Как вы относитесь к тому, что сейчас происходит в русский поэзии в России? Вы считаете себя прямым участником этого процесса или наблюдаете за ним как бы немного со стороны?
Думаю, что я в любом случае участвую в этом процессе, потому что вижу реакцию людей на свои стихи, будь она положительная или отрицательная. Когда я снова стал писать, было странно видеть, как разделились мнения: часть людей встретили меня с энтузиазмом, а часть как бы обиделись: мол, откуда он вылез, у него, наверное, пиар и так далее. Но поэты так жили всегда. В Москве у меня очень много друзей. Есть поэты, которых я очень ценю, есть другие, которых ценю меньше. Раньше я высказывал свое мнение безапелляционней, но сейчас я не хочу быть героем скандала.
Что вы думаете о политической поэзии, актуальной в последнее время в России?

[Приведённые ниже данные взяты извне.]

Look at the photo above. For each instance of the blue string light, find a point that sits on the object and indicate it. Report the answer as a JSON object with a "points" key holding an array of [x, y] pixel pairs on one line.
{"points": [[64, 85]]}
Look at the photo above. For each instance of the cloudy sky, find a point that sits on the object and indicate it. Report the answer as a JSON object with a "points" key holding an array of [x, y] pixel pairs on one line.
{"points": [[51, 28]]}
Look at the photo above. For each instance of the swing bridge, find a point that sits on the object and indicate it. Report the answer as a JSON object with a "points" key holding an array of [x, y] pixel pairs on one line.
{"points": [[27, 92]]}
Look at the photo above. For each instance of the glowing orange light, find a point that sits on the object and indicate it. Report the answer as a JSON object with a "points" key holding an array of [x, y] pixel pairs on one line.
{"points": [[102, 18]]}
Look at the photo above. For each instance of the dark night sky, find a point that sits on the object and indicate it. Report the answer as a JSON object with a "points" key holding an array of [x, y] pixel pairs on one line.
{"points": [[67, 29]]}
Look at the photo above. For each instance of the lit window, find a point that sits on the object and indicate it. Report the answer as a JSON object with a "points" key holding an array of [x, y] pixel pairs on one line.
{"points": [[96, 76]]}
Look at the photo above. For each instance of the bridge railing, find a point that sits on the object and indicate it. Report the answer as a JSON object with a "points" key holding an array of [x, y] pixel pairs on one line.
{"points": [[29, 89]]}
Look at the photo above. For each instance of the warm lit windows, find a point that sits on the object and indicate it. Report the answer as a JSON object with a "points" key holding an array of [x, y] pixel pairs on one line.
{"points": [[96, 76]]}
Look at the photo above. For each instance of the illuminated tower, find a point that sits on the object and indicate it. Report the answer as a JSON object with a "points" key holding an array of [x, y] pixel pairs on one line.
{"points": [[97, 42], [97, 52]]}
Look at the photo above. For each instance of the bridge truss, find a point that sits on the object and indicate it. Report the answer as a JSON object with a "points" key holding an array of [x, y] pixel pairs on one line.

Я сам иногда пишу такие стихи, когда меня что-то затрагивает. Когда я возмущен. Люди того круга, которых я считаю своими друзьями в Москве, разделяют мои понятия, и было бы странно, если бы они не высказывались. Кто-то склонен высказываться более прямо, кто-то прямо не пишет, но всей своей мимикой дает понять, за что он и против чего. Это закономерно. В Москве нет Майдана, но есть возмущение. Так или иначе, к хорошим стихам я отношусь хорошо, к плохим – плохо.
Каковы ваши прогнозы?
Это будет сильно зависеть от ситуации в стране. Непонятно, каким именно образом, но зависимость очень сильна. А ситуация в стране непредсказуемая. Единственное, что точно, это что наработанный капитал сейчас там. Эти люди никуда по большей части не уедут, да и что им делать на Западе (не в том смысле, конечно: пусть приезжают и выращивают детей в нормальных условиях). Но они, скорее всего, не уедут. Не так давно в Москве я сидел в кафе с Рубинштейном. Подходит хозяйка и спрашивает его: «Лев Семенович, почему вы не уезжаете за границу»? А зачем Лев Семенович поедет за границу? Что он здесь будет делать, в Квинсе, например, в то время как там он в самом центре событий? Что будет дальше? Дмитрий Кузьмин любит говорить, что его поколение в 90-е годы как-то организовывалось, сбивалось в дивизии, был «Вавилон» и так далее, а новое поколение более апатично. Но Кузьмину там виднее [121] . Мне трудно об этом судить. Но факт, что там есть хорошие силы, а куда это дальше пойдет, боюсь предсказывать.
121
В 2014 г. Дмитрий Кузьмин переехал в Латвию.